The son of a sometime member of the Austrian Parliament, he was spotted as a teenager by an eccentric, Furtwangler-worshipping baron called Andreas von Bennigsen, who adopted him. He then ran off with the baron’s young wife, Angelika, herself an industrial heiress. Early in the relationship, Franz was smashed up in a road accident; some of the scars are still visible, the pain intermittent. He married Angelika and lives with her in Liechtenstein.
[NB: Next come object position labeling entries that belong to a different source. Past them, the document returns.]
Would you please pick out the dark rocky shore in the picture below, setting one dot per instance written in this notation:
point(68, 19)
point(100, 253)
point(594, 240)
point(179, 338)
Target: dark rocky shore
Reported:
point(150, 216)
Untouchable throughout was his self-belief. Franz, with baton in hand, never doubted his destiny no matter how murmurous the players, how querulous the critics. He knows exactly where he’s going. He stayed out of London for four years, returning to the 2000 Proms with a hulk of Austrian scripture, Franz Schmidt’s Book of Seven Seals. He returned again with the Zurich Opera, performing Tannhauser at a packed Festival Hall. ‘I’d never seen a London audience respond like that,’ he grins. ‘It was a great feeling.’ He forsees his concerts with the LSO as the basis of a regular relationship, ‘if the chemistry works’.

So all’s well that ends well - except for the unresolved conundrum of how so many music critics got it so wrong. The problem has much to do with the London scene where, with a dozen rival newspapers, critics listen too closely to the cavils of players, and to each other's opinions.

The reverse is equally unfortunate. The New York Times chief critic, Anthony Tommasini, has found fault with every Philharmonic concert conducted by Lorin Maazel, whom most players proclaim to be inspirational. In a metropolis with only one newspaper, the critic has no need to take soundings, and no fear of contradiction.

Critics have a responsibility to get it right and a licence to get it occasionally wrong. When they do get it wrong, however, they face disempowerment. They can write whatever they like now about Franz Welser-Möst: he is a fixture in our musical future. ‘My career only goes up and up and up,’ he laughs.